En ce moment, je parle beaucoup de viol sur ce blog. On dirait que je suis devenue une grande méchante féministe moustachue obsédée par les violences faites aux femmes.

En fait, il n’y a pas longtemps, j’ai appris à écouter. Je savais entendre avant, hein, j’avais des oreilles, et j’ai pas encore perdu les tympans qu’il y a dedans parce que je mets des bouchons d’oreille quand je vais en concert.

Mais voilà. J’ai appris à écouter, à vraiment écouter. Et je me suis rendue compte que depuis que je sais écouter, j’entends mieux ce que les personnes me disent, et aussi ce qu’elles ne me disent pas, ou à moitié. Et depuis que je sais écouter, les gens me parlent beaucoup plus.

Parmi les gens qui me parlent, il y a beaucoup de femmes. Ça a un lien avec mon boulot, mais pas que.

Quand t’es une femme et que t’écoutes des femmes, elles te disent des trucs.

La plupart des femmes me disent des trucs sur leur sexualité (ça a aussi un lien avec mon boulot).

Toutes les femmes de qui je suis suffisamment proche pour parler de sexualité en viennent à évoquer des violences sexuelles.

C’est pas parce que je connais uniquement des personnes qui ont subi des violences sexuelles. C’est parce que la plupart des femmes ont, à un moment de leur vie, subi des viols ou des violences.

Quand on n’écoute pas, on n’entend pas. De cette façon, on peut tenter d’ignorer que le viol est un phénomène social de masse. L’ignorer ne le fait pas disparaître. Ça contribue juste à ce que les personnes victimes de viol se sentent encore plus seules et les violeurs, plus forts.

Alors pour moi c’est important que les récits de viol sortent des pensées des violées. C’est important plein de gens comprennent que le viol, c’est partout, et ça arrive à tout le monde.

Alors une copine que j’écoutais un jour a écrit ça. Alors j’ai décidé de le publier ici (il a aussi été publié). Parce que pour arriver à sortir cette chose-là, à l’écrire, à mettre le mot de viol dessus, il faut un sacré courage, et c’est vraiment la classe.

 

“19 ans, weekend dit « d’intégration » dans cette grande école. Je suis en 2ème année, je connais déjà le principe, mais j’y vais, quand même, avec copine. Parce qu’on s’en fout des autres, on veut juste s’amuser.

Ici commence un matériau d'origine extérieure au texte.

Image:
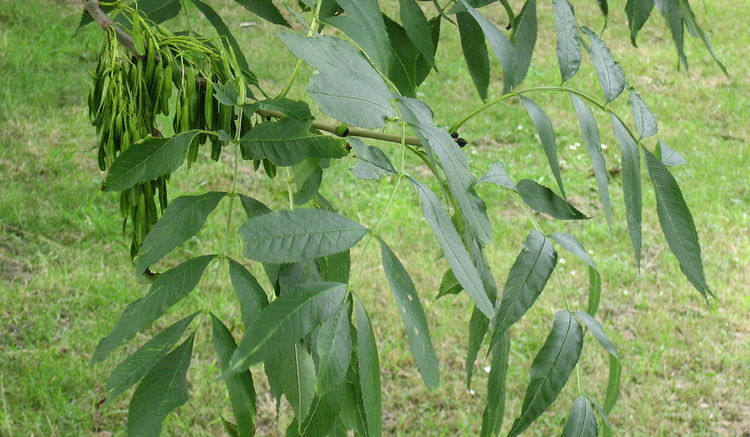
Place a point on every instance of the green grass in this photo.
(65, 273)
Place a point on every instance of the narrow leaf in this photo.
(162, 390)
(169, 288)
(239, 385)
(453, 248)
(147, 160)
(581, 420)
(301, 234)
(568, 49)
(611, 76)
(546, 136)
(631, 184)
(182, 219)
(526, 280)
(137, 365)
(413, 316)
(677, 223)
(550, 370)
(545, 200)
(286, 320)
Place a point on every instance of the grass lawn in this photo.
(65, 274)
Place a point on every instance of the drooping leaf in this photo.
(550, 370)
(147, 160)
(413, 316)
(581, 420)
(568, 48)
(611, 76)
(631, 184)
(298, 379)
(239, 385)
(453, 249)
(182, 219)
(638, 12)
(677, 223)
(348, 88)
(286, 320)
(369, 370)
(227, 38)
(250, 294)
(590, 132)
(301, 234)
(545, 200)
(494, 410)
(455, 164)
(475, 52)
(333, 346)
(645, 121)
(372, 163)
(264, 9)
(162, 390)
(137, 365)
(169, 288)
(526, 280)
(417, 28)
(546, 136)
(363, 23)
(287, 142)
(669, 156)
(498, 176)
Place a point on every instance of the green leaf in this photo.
(250, 294)
(162, 390)
(545, 200)
(222, 29)
(590, 132)
(638, 12)
(645, 121)
(448, 285)
(264, 9)
(137, 365)
(669, 156)
(372, 163)
(677, 223)
(363, 23)
(169, 288)
(297, 372)
(581, 420)
(348, 88)
(568, 49)
(475, 52)
(369, 370)
(286, 320)
(147, 160)
(524, 40)
(455, 164)
(546, 136)
(550, 370)
(526, 280)
(498, 176)
(413, 316)
(417, 28)
(182, 219)
(631, 184)
(301, 234)
(611, 76)
(453, 249)
(287, 142)
(494, 410)
(239, 385)
(333, 345)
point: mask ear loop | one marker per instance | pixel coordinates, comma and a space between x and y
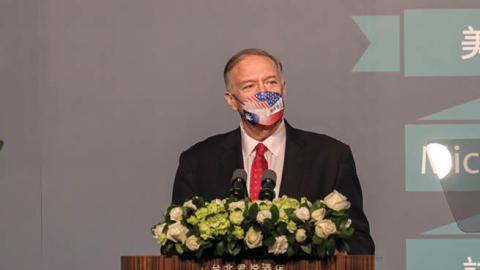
235, 97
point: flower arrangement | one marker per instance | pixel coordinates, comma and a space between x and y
285, 227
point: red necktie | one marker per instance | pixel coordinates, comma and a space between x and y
259, 165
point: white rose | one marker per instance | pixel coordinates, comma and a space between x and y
236, 217
189, 204
234, 205
302, 213
253, 238
336, 201
301, 235
280, 246
158, 230
324, 228
177, 232
262, 215
176, 214
318, 214
192, 243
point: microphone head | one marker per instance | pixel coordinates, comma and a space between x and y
269, 174
239, 173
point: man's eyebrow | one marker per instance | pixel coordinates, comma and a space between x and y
246, 81
253, 80
270, 76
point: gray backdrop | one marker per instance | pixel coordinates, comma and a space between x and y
99, 97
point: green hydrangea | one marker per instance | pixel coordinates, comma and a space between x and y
214, 226
291, 226
283, 203
238, 232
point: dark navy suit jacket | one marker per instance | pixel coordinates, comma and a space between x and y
314, 166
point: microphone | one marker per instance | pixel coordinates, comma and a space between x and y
239, 184
269, 179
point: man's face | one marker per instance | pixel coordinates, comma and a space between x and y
251, 75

La fameuse soirée de fête s’annonce pas mal, il faut beau, on boit, on rigole.
Ce type que je connais juste de vue s’approche de moi, veut visiblement danser avec moi, me colle. Bon. Je suis saoule, j’accepte implicitement en le laissant se coller. Il se rapproche, encore, me tient par les hanches. Je crois que j’ai pas vraiment envie, mais après tout je risque pas grand chose, les copines sont là, tout le monde s’amuse. On peut bien rigoler. C’est le jeu. C’est le « weekend d’inté ».

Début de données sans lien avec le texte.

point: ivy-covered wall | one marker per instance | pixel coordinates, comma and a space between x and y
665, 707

Et puis pause clope dehors. Une fille que je ne connais un peu me dit fais gaffe, ce mec il est sans pitié, il va profiter de toi. Tu veux baiser avec lui ? Non ! On fait que danser, ça va, t’inquiète ! Hors de question qu’il me touche.
Alors ok, mais fais gaffe quand même. Le laisse pas trop t’approcher.

La soirée continue, on boit on danse on rigole.

Evidemment qu’il s’est approché. Puis vient le très bateau « tu viens on va faire un tour ? ».
Non, j’ai pas envie en fait, je veux rester ici à danser, c’est cool ! Et puis t’façon ya rien à faire là bas, vers les bungalows. J’ai envie de rester ici.
Non, mais c’est bon on fait un tout petit tour pour discuter. T’as l’air cool, j’ai envie de parler avec toi. Juste parler ouai, c’est ça. Si si, promis. Allez, viens.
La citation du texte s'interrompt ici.